Cuyahoga, with 1.3 million residents, saw a 222 percent% increase in drug overdose deaths from 2007 to 2017, the year the county filed suit. It was averaging close to two deaths a day.

Officials have moved quickly to spend $125 million, with more than half already designated for a new treatment center meant to divert people with drug addiction and mental illness away from the county jail. The treatment facility has typically been close to half full in recent months, its highest numbers since the center opened in May 2021.

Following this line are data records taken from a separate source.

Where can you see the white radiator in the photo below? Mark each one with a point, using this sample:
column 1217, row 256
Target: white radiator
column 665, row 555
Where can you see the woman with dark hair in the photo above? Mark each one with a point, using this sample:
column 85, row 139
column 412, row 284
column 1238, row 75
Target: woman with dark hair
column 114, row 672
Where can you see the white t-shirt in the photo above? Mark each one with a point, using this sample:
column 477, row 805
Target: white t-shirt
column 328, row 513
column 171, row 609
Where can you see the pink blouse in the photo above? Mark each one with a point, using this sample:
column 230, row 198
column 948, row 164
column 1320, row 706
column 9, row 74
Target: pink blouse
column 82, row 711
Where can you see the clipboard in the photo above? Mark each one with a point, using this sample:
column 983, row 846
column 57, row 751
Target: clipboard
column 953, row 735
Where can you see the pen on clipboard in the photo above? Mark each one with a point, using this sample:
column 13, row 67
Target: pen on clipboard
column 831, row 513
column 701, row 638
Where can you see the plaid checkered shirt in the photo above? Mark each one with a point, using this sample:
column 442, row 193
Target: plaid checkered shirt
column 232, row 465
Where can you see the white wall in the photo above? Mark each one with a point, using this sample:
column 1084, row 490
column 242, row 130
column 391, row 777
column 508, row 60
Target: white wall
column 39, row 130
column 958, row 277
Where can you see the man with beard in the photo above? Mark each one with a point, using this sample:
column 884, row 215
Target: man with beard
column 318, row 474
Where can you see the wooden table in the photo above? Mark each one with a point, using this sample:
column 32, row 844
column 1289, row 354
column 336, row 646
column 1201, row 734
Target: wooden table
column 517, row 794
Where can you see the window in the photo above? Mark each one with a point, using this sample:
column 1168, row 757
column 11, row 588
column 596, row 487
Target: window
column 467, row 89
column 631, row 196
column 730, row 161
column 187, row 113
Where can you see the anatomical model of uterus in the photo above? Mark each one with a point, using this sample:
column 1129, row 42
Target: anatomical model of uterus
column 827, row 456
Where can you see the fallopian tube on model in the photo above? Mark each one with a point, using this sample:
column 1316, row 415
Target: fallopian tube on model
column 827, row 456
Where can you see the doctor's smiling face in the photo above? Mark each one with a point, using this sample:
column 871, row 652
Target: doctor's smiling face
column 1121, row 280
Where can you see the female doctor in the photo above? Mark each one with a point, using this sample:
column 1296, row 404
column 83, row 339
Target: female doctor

Summit County, home to 540,000 residents, has taken a slower approach than its neighbor, spending just over $7 million so far of the $104 million it has available.

“We have money, and that’s new to us,” said Greta Johnson, chief of staff for Summit County’s executive office. “It’s a full-time job to spend money of this size. We don’t want to dump it all in one place and are avoiding the temptation of letting it burn a hole in our pocket.”

Summit County has given more than 30 grants, some as small as $10,000, to local nonprofits that provide education or housing to the community, as well as larger awards, including $2 million to local hospitals to support pregnant women with opioid addiction.


The county also is funding a program to allow residents to receive clean syringes, blood tests and access to medication at emergency rooms, and it has a system to distribute test strips for detecting fentanyl in other drugs, available through mail order and offered at community events.